July 1, 2008
If you are reading this on your fag break - obviously on an outside laptop or in the smoky confines of your own home - look away now.
Workers believe that smokers take more sick leave than anyone else - even fatties.
Yep, according to a poll of 1,300 working adults by those obsessive clipboard-holders Aon Consulting, 57% of people reckon smokers take unaccpeptable amounts of time off ill.
The obese came a close second in the begrudged stakes, with 56% of workers unhappy about the time supersizers spent absent. After this, just a third of people thought elderly workers took too much time off sick, while recent graduates, 'the boss', and flexible workers brought up the rear.

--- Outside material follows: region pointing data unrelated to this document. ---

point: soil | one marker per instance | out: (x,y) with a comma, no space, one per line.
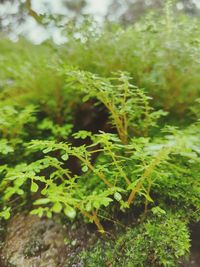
(34,242)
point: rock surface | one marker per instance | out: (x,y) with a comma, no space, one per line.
(33,242)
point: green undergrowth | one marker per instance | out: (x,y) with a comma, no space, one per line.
(104,125)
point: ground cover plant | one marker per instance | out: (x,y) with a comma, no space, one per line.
(105,130)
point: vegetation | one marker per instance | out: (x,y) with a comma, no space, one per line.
(105,126)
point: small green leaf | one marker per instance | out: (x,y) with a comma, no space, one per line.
(70,212)
(34,187)
(65,156)
(57,207)
(42,201)
(47,150)
(117,196)
(84,168)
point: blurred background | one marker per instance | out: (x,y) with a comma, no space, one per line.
(39,20)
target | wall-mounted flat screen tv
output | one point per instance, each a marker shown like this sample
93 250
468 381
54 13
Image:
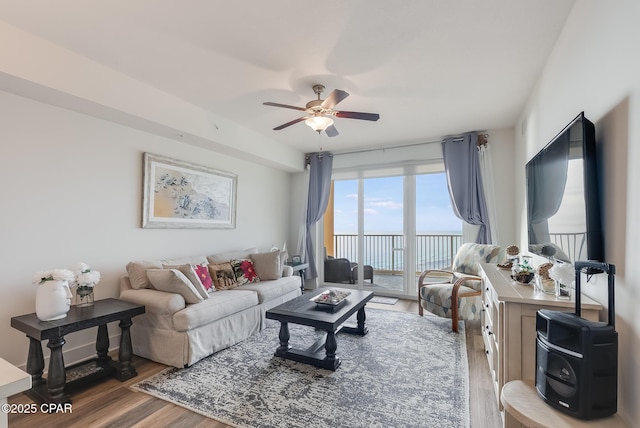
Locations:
563 200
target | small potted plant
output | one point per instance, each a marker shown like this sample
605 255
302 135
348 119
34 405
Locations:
545 283
84 282
523 272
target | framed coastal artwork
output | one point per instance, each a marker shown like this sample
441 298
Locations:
179 194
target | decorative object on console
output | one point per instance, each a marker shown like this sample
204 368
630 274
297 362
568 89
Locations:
183 195
544 282
513 253
85 280
523 272
53 297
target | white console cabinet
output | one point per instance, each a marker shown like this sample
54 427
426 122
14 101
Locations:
509 327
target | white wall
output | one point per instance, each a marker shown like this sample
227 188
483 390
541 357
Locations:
595 68
73 192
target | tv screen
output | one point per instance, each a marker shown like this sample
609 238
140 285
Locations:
563 201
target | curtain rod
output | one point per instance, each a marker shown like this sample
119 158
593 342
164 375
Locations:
482 141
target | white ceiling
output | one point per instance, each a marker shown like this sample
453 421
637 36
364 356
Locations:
430 68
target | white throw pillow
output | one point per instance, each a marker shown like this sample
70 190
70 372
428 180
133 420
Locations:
231 255
192 275
174 281
267 265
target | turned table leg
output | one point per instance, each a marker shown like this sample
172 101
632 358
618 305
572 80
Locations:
35 362
284 339
102 346
125 370
361 317
57 375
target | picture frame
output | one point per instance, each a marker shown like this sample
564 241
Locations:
183 195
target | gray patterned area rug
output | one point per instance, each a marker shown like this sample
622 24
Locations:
409 371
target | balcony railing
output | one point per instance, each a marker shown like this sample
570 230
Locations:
384 252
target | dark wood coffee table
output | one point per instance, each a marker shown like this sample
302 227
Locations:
302 310
61 379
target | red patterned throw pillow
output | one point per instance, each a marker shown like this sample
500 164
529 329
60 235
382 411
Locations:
244 271
205 278
222 276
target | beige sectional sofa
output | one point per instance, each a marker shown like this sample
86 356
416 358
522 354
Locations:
179 327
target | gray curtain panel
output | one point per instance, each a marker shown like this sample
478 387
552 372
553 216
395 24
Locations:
320 165
465 183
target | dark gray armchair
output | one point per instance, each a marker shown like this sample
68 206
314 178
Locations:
337 270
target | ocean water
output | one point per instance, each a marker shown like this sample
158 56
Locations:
433 251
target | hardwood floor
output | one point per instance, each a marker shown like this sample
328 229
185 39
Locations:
113 404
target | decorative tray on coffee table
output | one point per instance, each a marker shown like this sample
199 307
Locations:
330 299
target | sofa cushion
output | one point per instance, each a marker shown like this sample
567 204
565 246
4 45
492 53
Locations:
174 281
230 255
193 260
137 272
268 290
190 272
244 271
267 265
222 276
219 305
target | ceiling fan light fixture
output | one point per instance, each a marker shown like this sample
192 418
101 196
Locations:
319 123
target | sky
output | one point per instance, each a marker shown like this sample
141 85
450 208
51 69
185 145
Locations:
383 205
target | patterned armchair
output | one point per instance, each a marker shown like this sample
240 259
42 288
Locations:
455 294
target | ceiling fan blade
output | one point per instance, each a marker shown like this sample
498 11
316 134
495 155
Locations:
334 98
358 115
331 131
284 106
293 122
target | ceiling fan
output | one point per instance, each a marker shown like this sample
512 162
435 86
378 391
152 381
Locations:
320 112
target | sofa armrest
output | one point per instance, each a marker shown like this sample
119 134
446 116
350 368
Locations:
155 301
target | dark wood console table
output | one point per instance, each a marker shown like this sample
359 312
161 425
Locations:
55 388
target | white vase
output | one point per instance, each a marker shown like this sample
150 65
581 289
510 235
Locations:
53 300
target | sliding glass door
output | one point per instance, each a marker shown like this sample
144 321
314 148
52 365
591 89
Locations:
380 232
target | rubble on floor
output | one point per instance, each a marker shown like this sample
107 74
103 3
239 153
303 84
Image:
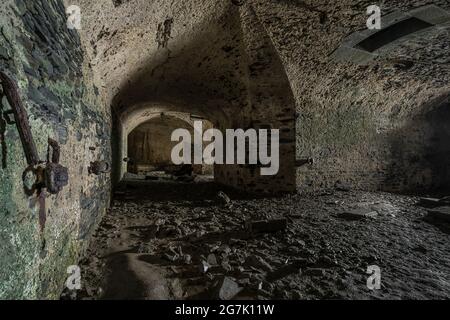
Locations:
302 249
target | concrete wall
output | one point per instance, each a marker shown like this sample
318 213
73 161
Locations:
46 60
368 124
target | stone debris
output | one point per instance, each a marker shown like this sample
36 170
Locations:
213 256
266 226
223 199
226 289
359 213
212 260
441 213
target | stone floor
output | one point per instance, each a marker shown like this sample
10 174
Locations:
166 240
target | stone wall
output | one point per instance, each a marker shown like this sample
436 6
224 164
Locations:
46 60
372 125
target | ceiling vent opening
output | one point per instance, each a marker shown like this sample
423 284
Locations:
392 33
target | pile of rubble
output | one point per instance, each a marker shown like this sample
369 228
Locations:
210 244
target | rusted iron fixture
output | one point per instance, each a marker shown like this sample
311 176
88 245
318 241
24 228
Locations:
99 167
302 162
39 176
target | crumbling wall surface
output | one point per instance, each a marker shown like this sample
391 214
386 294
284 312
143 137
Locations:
373 125
45 59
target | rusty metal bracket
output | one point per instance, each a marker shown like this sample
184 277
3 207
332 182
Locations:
6 116
12 94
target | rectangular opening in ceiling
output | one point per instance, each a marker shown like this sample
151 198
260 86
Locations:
392 33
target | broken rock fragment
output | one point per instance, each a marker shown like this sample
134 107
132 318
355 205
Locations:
266 226
226 289
359 213
441 213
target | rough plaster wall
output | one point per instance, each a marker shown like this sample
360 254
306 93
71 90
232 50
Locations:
150 143
46 60
364 124
197 56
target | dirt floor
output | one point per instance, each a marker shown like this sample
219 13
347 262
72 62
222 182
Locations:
167 240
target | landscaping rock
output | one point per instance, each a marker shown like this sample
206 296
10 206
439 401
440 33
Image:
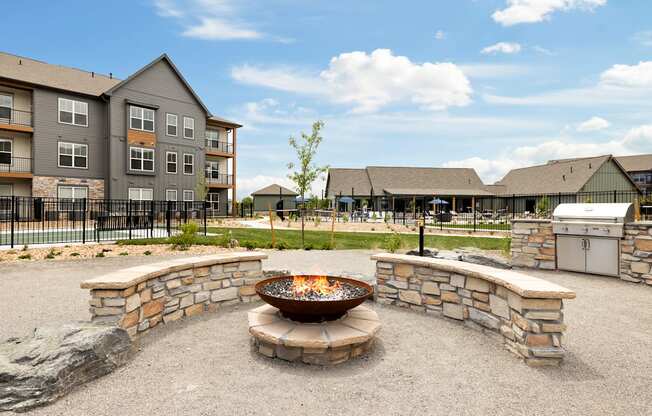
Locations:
40 368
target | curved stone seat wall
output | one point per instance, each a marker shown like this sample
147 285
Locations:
140 298
526 311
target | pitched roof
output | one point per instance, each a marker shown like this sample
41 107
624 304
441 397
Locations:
342 180
275 190
35 72
566 176
164 57
405 181
636 163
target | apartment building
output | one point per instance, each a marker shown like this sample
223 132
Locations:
75 134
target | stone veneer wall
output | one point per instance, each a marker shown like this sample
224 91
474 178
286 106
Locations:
533 244
530 327
636 253
141 298
47 186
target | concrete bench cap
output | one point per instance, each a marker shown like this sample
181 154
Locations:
520 283
132 276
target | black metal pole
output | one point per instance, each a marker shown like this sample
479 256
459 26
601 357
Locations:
84 221
13 207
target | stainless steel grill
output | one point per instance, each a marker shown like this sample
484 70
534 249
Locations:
588 236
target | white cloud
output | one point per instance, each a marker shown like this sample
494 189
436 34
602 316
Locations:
502 47
210 28
211 19
593 124
629 85
534 11
635 141
369 82
629 75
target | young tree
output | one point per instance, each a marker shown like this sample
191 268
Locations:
306 170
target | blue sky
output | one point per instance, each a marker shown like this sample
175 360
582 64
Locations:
489 84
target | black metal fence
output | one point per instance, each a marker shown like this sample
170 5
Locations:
486 213
33 220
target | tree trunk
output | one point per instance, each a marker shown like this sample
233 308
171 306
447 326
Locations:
303 244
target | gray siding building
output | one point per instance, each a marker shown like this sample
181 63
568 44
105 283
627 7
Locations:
75 134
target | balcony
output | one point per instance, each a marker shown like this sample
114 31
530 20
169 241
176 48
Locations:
15 167
219 148
219 180
16 120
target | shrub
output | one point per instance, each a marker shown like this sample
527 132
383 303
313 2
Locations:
186 238
392 242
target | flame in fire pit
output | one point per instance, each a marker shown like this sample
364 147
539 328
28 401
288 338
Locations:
302 286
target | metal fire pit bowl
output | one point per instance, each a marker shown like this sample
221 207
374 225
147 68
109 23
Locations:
313 310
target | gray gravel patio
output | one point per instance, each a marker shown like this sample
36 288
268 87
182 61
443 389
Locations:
421 365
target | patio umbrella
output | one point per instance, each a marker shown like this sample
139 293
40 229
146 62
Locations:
438 201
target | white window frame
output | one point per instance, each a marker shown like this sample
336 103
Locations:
142 159
190 128
74 111
188 192
176 163
140 194
142 119
188 164
176 195
11 150
168 124
74 145
211 201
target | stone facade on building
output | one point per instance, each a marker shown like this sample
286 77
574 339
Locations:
47 186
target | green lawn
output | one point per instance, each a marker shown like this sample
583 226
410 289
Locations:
291 239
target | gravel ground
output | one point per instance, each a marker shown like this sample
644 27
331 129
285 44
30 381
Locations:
421 364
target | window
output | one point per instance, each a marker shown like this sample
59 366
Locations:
141 118
70 197
5 151
213 199
188 128
73 112
212 169
188 164
141 159
171 165
141 194
171 195
6 105
171 122
73 155
213 138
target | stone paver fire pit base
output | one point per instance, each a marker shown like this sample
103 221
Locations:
326 343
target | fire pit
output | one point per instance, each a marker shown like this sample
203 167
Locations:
313 319
313 298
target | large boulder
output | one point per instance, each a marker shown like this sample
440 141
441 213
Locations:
40 368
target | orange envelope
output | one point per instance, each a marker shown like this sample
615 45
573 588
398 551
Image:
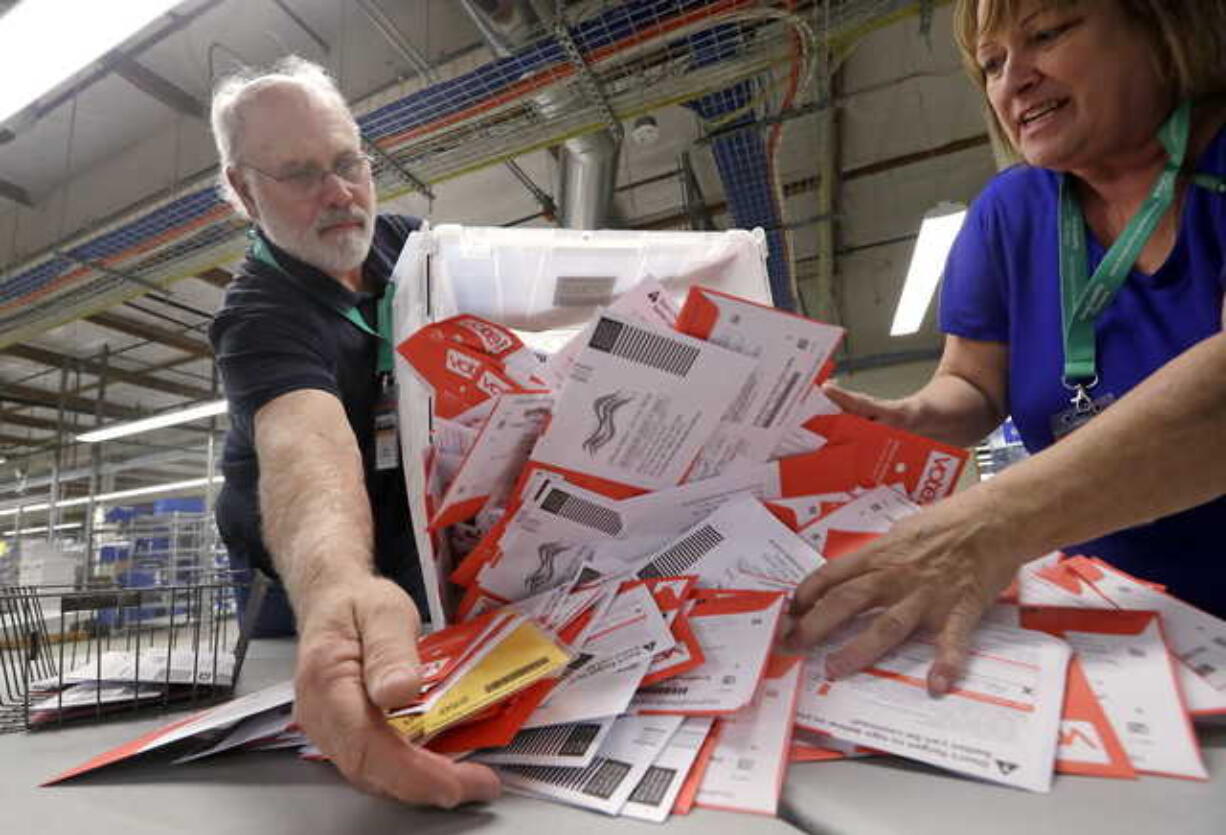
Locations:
861 453
467 361
1085 721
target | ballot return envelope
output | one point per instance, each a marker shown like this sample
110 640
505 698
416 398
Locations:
546 285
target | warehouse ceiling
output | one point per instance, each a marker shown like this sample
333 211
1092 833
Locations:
129 135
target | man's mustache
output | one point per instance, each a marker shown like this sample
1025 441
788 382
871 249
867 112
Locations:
337 217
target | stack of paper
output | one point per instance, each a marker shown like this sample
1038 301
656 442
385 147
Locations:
633 514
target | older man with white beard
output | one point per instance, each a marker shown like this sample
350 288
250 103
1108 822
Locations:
314 492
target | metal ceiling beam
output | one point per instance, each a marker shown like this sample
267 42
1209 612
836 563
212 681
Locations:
142 461
33 396
16 194
151 83
152 332
177 21
112 373
216 277
27 421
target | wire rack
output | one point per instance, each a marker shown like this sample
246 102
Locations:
77 655
633 58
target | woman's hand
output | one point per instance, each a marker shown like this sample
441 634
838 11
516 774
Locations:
891 412
939 569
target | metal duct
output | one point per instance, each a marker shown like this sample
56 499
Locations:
586 164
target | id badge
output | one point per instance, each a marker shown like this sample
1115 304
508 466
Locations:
386 429
1070 419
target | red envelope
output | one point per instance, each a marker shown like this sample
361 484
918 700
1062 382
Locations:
861 453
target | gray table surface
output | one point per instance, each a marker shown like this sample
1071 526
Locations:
274 792
269 793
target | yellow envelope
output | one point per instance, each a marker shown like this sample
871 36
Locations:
524 657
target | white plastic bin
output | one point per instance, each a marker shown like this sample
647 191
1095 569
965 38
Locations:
546 283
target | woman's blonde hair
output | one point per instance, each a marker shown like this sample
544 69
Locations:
1188 38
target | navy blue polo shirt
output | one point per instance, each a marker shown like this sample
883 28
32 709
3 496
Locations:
277 334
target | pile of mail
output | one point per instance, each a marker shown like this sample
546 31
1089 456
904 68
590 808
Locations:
630 515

Well, it must all make smokers want to rage uncontrollably at their mis-understanding colleagues... once they've popped outside for a quick Marlboro Light, of course.
Ah yes a quick nicotine-fuelled 15 minute wander about in the sun, a chat about last night's football match with Bob from Sales and then maybe stop off to make some tea, pick up a couple of biscuits from the Third Floor and - oh - it's lunchtime.
Better put off that rage until later - maybe tomorrow - oh, was going to phone in sick tomorrow, let's pencil it in for next week.
But of course, the smug lung destroyers retort, the smoking area is the new golf course. At first Guru thought this meant you could turn up with your nine iron and take a whack at Jim from Marketing's balls, but disappointingly it means all the important business is done in a foul smelling shack in the staff car park.
Well, disciples, I think the time has come to draw the line. Guru did not see anything in the Equality Bill banning discrimination against smokers. Time for some 'positive action'.